Seek corporate partnerships.
If you plan on creating a marketing campaign to drive awareness or some kind of action, consider ways that you can bring in corporate sponsors who will contribute co-op dollars in exchange for connecting their brand to a good cause’s marketing campaign. Don’t just add another logo. Get creative and consider ways that the supporting brand can be introduced as an advocate for your message and your organization, perhaps engaging their employees in the campaign as well. This means your dollars can go further and your partner can earn some goodwill as well.
Awareness is good, but measure it.
Some marketing visibility simply creates brand recognition for your organization. This is good, because it changes the conversation from “who we are” to “why you should engage with us.”, but awareness can seem costly if you don’t know how it is serving your organization. Start first with awareness you can measure. Sometimes this means starting small if you haven’t done much marketing yet. That may be developing a database of email subscribers before you invest in outdoor advertising such as buses or billboards.

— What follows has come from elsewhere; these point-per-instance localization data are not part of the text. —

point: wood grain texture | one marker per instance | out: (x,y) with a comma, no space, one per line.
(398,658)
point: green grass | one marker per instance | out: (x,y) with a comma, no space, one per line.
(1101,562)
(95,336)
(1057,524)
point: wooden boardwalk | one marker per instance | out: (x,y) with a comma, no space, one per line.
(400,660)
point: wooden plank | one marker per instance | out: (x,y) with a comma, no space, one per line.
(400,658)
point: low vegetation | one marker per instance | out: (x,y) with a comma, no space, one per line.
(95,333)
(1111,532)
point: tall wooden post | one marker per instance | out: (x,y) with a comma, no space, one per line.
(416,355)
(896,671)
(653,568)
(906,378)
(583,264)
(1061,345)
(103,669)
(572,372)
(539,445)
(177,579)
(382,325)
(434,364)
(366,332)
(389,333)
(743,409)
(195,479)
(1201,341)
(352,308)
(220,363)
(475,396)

If outdoor or similar tactics are included in your marketing mix, make sure you are directing people to a landing page that gives you an indication of the performance of your campaign. That way you can report the campaign’s performance.
There are countless things to consider when it comes to marketing campaigns, and you want to be sure you are using your funds wisely. Get a hold of someone on our team if you need help developing an annual marketing strategy.
Regardless of what your budget allows for marketing, PR, and other brand investments, make sure you're basing them on a comprehensive strategy. That way, when it comes to that board meeting where the budget is ready to receive approval, your plan will garner support and you can be optimistic about the new year.